There is often a situation in which trade-offs can be between support and resistance levels: gathering close to support lines and selling around the resistance level. This opportunity usually takes place when lateral movement is identified.

So what happens during breakout of resistance or support level? There is high probability that this is an indicator which is strengthening the existing trend. Further reinforcement of the trend is obtained when the resistance level becomes support level, and being tested from above shortly after the breakout.

Note: False breakouts occur when a breakout happens, but the trend doesn’t change. Hence, we must use some more indicators, such as trading volume, to identify the trend.

Moving averages

Another technical analysis tool for crypto currencies and technical analysis in general, in order to simplify trend recognition, is called moving averages. A moving average is based on the average price of the coin over a certain period of time. For example, a moving average of a given day will be calculated according to the price of the coin for each of the 20 trading days prior to that day. Connecting all moving averages forms a line.

It is also important to recognize the exponential moving average (EMA), a moving average that gives more weight in its calculation to the price values of the last few days than the previous days. An example is the calculation coefficient of the last five trading days of EMA 15 days will be twice that of the previous ten days. In the following graph we can see a practical example: If a 10-day moving average crosses above a 30-day moving average it might tell us a positive trend is coming.

Trading Volume

Trading volume plays an important role in identifying trends. Significant trends are accompanied by a high trading volume, while weak trends are accompanied by a low trading volume. When a coin goes down it is advisable to check the volume which accompanied the decline. A long-term trend of healthy growth is accompanied by a high volume of increases and a low volume of declines. It is also important to see that volume is rising over time. If the volume is decreasing during increases, the upward trend is likely to come to an end, and vice versa during a down trend.

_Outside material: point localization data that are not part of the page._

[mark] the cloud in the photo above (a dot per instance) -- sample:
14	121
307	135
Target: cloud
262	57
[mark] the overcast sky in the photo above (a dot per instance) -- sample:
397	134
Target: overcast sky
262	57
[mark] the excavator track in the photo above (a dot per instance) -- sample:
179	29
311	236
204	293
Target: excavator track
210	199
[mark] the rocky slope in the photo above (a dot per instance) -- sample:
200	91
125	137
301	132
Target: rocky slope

Introduction to Technical Analysis

Crypto traders have several tools to evaluate the cryptocurrency market. One of them is a method known as Technical Analysis. Using this process, traders can get a improved understanding of the market sentiment and isolate significant trends in the market. This data can be used to make more educated predictions and wiser trades.

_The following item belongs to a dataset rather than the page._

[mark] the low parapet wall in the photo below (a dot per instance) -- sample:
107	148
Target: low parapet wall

Tech Analysis considers the history of a coin with price charts and trading volumes, no matter what the coin or project does. As opposed to technical analysis, fundamental analysis is more focused on establishing if a coin is over or under valued.

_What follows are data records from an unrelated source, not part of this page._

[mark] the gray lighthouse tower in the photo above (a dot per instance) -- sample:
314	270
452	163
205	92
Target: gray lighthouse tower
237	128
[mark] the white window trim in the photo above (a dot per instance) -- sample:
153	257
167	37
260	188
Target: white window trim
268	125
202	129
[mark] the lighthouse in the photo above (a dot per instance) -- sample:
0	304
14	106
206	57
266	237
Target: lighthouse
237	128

To get a better idea of technical analysis, it is crucial to understand the fundamental ideas of Dow Theory that tech analysis is based on:

  1. The market considers everything in its pricing. All existing, prior, and upcoming details have already been integrated into current asset prices. With regards to Bitcoin and crypto, this would be comprised of multiple variables like current, past, and future demand, and any regulations that impact the crypto market. The existing price is a response to all the current details, which includes the expectations and knowledge of each coin traded in the market. Technicians interpret what the price is suggesting about market sentiment to make calculated wise predictions about future pricing.
  2. Prices movement aren’t random. Rather, they often follow trends, which may either be long or short-term. After a trend is formed by a coin, it’s probably going to follow that trend to oppose it. Technicians try to isolate and profit from trends using technical analysis.
  3. ‘What’ is more important than ‘Why’. Technicians are more focused on the price of a coin than each variable that produces a movement in its price. Although multiple aspects could have influenced the price of a coin to move in a specific direction, Technicians assertively review supply and demand.
  4. History tends to get repeated. It is possible to predict market psychology. Traders sometimes react the same way when presented with similar stimuli.